Red looks amazing with abit of elbow grease, it almost glows :grin:

Sent from my Nexus S using Tapatalk 2


----------



## ragnar (Oct 1, 2011)

Great result! I like the red paint and cream leather interior combination. Looks very up-market.

Quite jealous . . . .


----------



## YELLOW_TT (Feb 25, 2004)

Looks well makes all the hard work worth it


----------



## TTchan (Mar 24, 2012)

Looks great...red always looks good 

Chantelle.
Sent from my iPhone using Tapatalk


----------



## Hoggy (May 8, 2002)

Hi, *Wonderful* [smiley=dude.gif] 
Hoggy.


----------



## gogs (Dec 22, 2010)

Thanks guys, I'm always surprised how well it comes up


----------



## Borisp (Dec 28, 2011)

The colour just comes out so well when done properly, metallic aren't the same.

Engine looks neat, wish I went for the V6


----------



## olivarrr (Feb 1, 2012)

I've heard the 1.8T front bumper looks so much better on a 3.2

Luckily I have a 1.8T in Misano Red Pearl! Fancy a swap?? :lol:

:wink:

Nice job though, looks great!


----------



## Rocketr (Jul 1, 2012)

Love the grey front indicators and number plate surrounds, but how did you get a right hand side rear light with a white lense for reversing?


----------



## gogs (Dec 22, 2010)

Borisp said:


> The colour just comes out so well when done properly, metallic aren't the same.
> 
> Engine looks neat, wish I went for the V6


Thanks, it's metallic pearl Missano red, really hard to get a pic showing the flecks through it


----------



## gogs (Dec 22, 2010)

olivarrr said:


> I've heard the 1.8T front bumper looks so much better on a 3.2
> 
> Luckily I have a 1.8T in Misano Red Pearl! Fancy a swap?? :lol:
> 
> ...


Not at this minute mate, but you never know!


----------



## gogs (Dec 22, 2010)

Rocketr said:


> Love the grey front indicators and number plate surrounds, but how did you get a right hand side rear light with a white lense for reversing?


Hi,

Clear front indicators, rear light was sourced from a German parts importer, I have the full double reverse, double brake and double fog light conversion to match the light!


----------



## Rocketr (Jul 1, 2012)

gogs said:


> Rocketr said:
> 
> 
> > Love the grey front indicators and number plate surrounds, but how did you get a right hand side rear light with a white lense for reversing?
> ...


nice
 Wonder if it's worth picking up a rear light when I go to the ring in September? For the fronts did you have to take them apart? I've found some instructions for these but don't fancy it myself.
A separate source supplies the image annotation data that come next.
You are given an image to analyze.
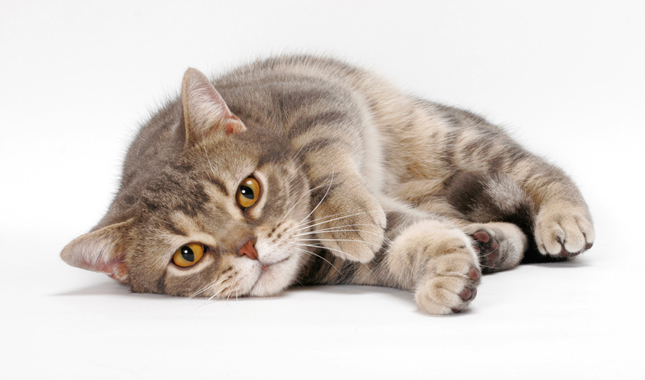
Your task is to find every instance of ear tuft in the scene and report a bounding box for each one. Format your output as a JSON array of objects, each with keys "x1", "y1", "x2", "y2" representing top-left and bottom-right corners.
[
  {"x1": 181, "y1": 68, "x2": 246, "y2": 142},
  {"x1": 60, "y1": 220, "x2": 132, "y2": 282}
]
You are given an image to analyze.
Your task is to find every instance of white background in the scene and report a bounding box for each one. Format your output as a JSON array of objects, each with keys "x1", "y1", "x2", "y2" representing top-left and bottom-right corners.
[{"x1": 0, "y1": 0, "x2": 645, "y2": 379}]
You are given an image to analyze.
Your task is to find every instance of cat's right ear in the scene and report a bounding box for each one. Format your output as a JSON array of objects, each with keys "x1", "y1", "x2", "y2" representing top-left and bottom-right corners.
[
  {"x1": 181, "y1": 68, "x2": 246, "y2": 144},
  {"x1": 60, "y1": 219, "x2": 132, "y2": 283}
]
Also, the number plate surrounds, eBay? Or somewhere? Found some for £12.99


----------



## gogs (Dec 22, 2010)

It may be cheaper buying over there, the headlights had to come apart, done this twice now, once for the clear corners and once for the angel eyes, it's not has hard as you think once you get the glue heated up!


----------



## gally (Dec 1, 2009)

Looks Superb Gordon! Hopefully get my hands on it at some point and get some good pics up!


----------



## gogs (Dec 22, 2010)

That sounds like a plan Kev, I'm awaiting delivery of my eibach springs and tpi spacer kit, it's all yours after that!


----------



## adamskihayden (May 12, 2010)

lovely example of a tt here!


----------



## gogs (Dec 22, 2010)

adamskihayden said:


> lovely example of a tt here!


Thanks mate, she's a lovely machine when treated to a spit and polish


----------



## dak2v (Mar 12, 2011)

Gogs what did you use to clean the engine bay


----------



## dalecrx (Mar 24, 2007)

I have heard that diesel is a good engine degreaser. Not tried it myself yet.


----------



## gogs (Dec 22, 2010)

WD40 did the trick in the plastic  metal polish on the metal parts ;-)


----------



## johnwh (Dec 27, 2011)

Good Evening, that is really clean, a credit to you...


----------